OpenAIと協力して建設業での生成AI活用を推進
大成建設は11月17日、OpenAIと連携してOpenAIの法人向け生成AIサービス「ChatGPT Enterprise」を活用した人財育成と業務改革の全社プロジェクトを開始したことを発表した。
同プロジェクトは、建設業界として生成AIを使いこなせる人財を育成し、業務変革を通じて生産性の向上を図ることを目的とした、もので、すでに2025年4月より250名を対象に育成プログラムは進められており、2025年8月からは1000名体制へと拡大したという。
生成AIを相棒として活用へ
実践型育成プログラムとして、基礎から応用まで体系的に学べる研修を実施することで、同社の社員が日常業務の中でAIを自然に使い、活用できるスキルを習得することを目指しているとするほか、OpenAI Japanと連携する形で集合研修やワークショップ、事例発表会などの伴走支援を受けることで、社員が自らの業務に合わせた形で業務に即した指示やデータを組み込み、各自が業務専用のAIをノーコードで作成できる機能「カスタムGPT」を構築し、生成AIを自身の“相棒”として活用できるようにしていく取り組みが進められているとする。

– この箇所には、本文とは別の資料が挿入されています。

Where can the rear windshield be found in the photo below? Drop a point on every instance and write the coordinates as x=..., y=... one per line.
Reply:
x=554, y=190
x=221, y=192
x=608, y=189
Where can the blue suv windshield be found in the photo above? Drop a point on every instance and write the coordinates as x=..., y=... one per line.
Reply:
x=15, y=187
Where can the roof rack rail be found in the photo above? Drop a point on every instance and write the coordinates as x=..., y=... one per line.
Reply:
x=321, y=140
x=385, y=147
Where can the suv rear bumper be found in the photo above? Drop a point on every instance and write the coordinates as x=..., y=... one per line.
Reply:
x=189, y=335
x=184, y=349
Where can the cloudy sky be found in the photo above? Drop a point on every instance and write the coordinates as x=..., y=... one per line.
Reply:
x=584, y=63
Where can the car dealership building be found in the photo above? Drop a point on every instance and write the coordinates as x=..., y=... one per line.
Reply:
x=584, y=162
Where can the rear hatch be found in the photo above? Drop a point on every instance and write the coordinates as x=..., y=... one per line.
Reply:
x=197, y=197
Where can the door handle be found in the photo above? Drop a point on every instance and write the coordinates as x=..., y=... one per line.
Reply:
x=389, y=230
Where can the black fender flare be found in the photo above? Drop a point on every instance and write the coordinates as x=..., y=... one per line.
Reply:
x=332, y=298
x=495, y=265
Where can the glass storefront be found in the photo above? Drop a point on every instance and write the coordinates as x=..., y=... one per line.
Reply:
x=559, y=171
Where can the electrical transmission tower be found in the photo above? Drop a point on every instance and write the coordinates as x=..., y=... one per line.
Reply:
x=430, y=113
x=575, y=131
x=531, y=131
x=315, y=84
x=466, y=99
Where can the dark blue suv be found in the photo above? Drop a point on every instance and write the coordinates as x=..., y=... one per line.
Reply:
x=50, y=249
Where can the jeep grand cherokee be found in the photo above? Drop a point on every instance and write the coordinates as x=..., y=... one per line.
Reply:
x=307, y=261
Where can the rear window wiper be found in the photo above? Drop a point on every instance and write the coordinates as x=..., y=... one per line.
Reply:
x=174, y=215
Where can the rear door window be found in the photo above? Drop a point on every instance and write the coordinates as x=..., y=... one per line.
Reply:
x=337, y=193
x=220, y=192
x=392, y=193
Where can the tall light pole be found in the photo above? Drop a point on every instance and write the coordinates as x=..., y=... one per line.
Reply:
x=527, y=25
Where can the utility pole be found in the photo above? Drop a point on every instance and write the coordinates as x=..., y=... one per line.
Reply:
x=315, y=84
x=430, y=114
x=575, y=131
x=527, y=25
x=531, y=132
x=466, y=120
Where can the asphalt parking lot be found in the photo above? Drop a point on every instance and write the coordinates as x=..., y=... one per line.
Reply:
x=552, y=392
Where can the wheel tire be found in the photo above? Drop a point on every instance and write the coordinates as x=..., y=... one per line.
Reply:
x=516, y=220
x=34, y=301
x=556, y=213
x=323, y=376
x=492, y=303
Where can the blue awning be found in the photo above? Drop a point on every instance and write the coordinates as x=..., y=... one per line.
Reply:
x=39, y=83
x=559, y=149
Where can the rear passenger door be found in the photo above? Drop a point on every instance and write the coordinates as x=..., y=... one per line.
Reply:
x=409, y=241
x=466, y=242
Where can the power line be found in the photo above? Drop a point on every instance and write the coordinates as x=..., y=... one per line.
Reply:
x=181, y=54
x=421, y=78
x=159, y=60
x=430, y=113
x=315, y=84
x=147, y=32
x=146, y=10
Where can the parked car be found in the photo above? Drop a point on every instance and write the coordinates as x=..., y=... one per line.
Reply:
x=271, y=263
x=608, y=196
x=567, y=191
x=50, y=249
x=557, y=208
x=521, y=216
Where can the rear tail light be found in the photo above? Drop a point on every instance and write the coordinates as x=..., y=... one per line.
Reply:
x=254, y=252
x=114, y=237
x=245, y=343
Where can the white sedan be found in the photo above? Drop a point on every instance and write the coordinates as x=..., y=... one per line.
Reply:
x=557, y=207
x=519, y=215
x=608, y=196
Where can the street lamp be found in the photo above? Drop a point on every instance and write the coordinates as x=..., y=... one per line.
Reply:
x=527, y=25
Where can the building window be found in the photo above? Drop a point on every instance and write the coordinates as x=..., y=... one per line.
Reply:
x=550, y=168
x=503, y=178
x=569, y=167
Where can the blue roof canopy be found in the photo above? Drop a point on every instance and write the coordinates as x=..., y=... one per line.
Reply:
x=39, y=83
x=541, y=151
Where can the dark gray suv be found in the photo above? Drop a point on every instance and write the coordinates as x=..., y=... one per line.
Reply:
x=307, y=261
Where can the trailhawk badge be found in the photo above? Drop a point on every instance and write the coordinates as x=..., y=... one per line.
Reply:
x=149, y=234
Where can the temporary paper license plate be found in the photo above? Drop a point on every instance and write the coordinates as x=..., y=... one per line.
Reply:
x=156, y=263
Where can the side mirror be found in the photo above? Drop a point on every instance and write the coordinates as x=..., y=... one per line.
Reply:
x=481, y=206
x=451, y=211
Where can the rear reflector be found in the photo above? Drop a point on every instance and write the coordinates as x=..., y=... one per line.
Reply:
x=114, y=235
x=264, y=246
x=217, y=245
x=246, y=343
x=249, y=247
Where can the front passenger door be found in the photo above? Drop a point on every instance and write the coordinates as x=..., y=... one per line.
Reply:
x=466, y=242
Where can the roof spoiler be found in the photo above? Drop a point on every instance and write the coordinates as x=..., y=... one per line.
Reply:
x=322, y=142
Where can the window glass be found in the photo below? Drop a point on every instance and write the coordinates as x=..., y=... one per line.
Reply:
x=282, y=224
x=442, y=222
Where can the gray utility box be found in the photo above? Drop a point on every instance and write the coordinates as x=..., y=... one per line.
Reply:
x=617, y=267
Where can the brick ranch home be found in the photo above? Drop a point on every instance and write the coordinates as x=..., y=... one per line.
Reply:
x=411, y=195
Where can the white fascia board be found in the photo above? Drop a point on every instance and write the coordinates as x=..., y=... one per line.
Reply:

また、導入からの3か月ほどで、受講者へのアンケートによる満足度調査では5点満点中4.20、活動意欲は4.51を獲得したとするほか、1人あたり週平均で5.48時間の業務削減を実現。一部の社員からは特定の業務で7~8割の時間削減を実感しているといった声もでているとのことで、設計・施工や営業支援などさまざまな分野で、抜本的な業務改革につながる事例が多数生まれていることを実感しているとする。
活用対象者を全社員に拡大予定
なお、今後は対象者を段階的に拡大し、生成AIを使いこなせる人財を全社的に育成することで、業務変革を推進し、生産性向上を通じて人的資本経営の基盤強化を図っていくとしており、まずは現状の1000名規模の育成を基盤に、ChatGPT Enterpriseを順次全社員へ展開していくことを目指すとするほか、並行して各部門で導入・定着を支援するAIリーダーの育成も推進していくことで、業務変革を持続的に推進する「AI活用文化」の定着を目指すとしている。